All of the Niagara Wine Trail wineries – and one cidery – would agree that the marketing inherent in their paid membership is crucial to their success. But the trail also helps spur business for the more than 50 associate members who have joined in the past five years.
“We’re located in the heart of the Niagara Wine Trail, so this is invaluable to us,” said Bev Mandaville, who owns Brookins Inn and Suites in Newfane with her husband, Dan.
“Some guests come to the inn for other reasons and the wine trail is a huge bonus for them because it’s large and awesome,” she added. “We have a great relationship with all of the wineries. The wine trail has been great for the inn and really helped with our success. Niagara Falls is still a huge draw, but the wine trail keeps people here two or three days when they used to be one-nighters.”
According to the New York Wine and Grape Foundation, the state’s wine industry and its spinoffs have an economic impact of more than $3.76 billion. Currently, the foundation recognizes 340 wineries and 18 separate wine trails throughout the state.
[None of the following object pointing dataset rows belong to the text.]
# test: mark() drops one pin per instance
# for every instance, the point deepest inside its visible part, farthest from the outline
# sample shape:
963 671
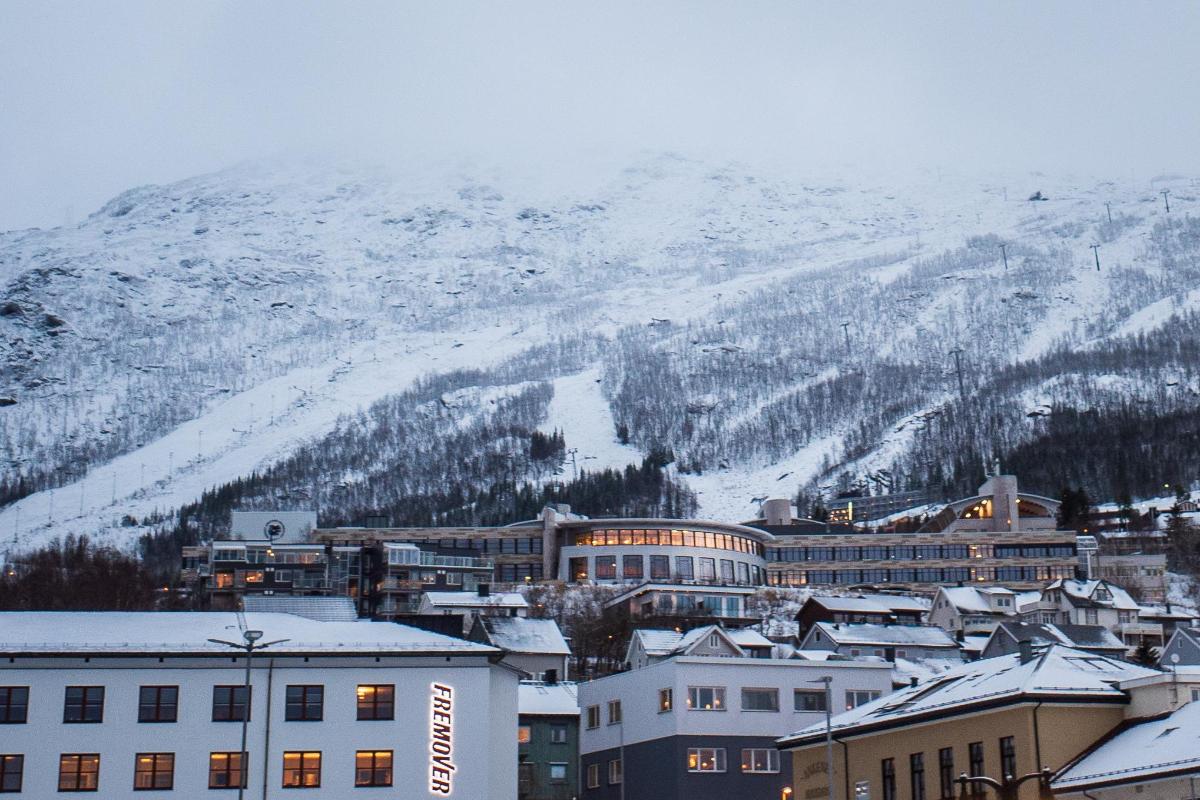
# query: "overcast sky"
100 96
With Gov. Andrew M. Cuomo’s recent creation of a law extending the Niagara Wine Trail into Monroe and Orleans counties, the string of wineries in the shadow of the Escarpment and along the shores of Lake Ontario is poised to become even larger. And that means even more opportunities for the trail’s associate members.
Elizabeth Rose Maute, Niagara Wine Trail coordinator, said, “Anyone is welcome to apply to become an associate member who owns a business along the Niagara Wine Trail.
“We have associate members ranging from an olive oil store to a liquor store, and from restaurants to lodging – anybody who thinks their business would be a good place for visitors who are visiting the wine trail,” Maute added.
Maute said official trail members must carry a winery liquor license, which is dictated by percentage of alcohol in their products.
That’s why Black Bird Cider Works in Barker is a full member, for example, while Becker Brewing Company in Gasport and Woodcock Brothers Brewery in Wilson are associate members, she explained.
“For every one dollar spent at a winery, $14 is spent in the general community when you consider restaurants, hotels, gas and the like,” said Margo Sue Bittner, owner of The Winery at Marjim Manor in Appleton.
“Years ago, people kept telling us they needed the number of a limo service or they’d ask for the number of a hotel or just ask, ‘Where else can I go?’ while visiting us,” Bittner recalled. “So we came up with the idea of associate members about five years ago.”
Maute said the trail is “looking for new associate members right now for our 2014 brochure.”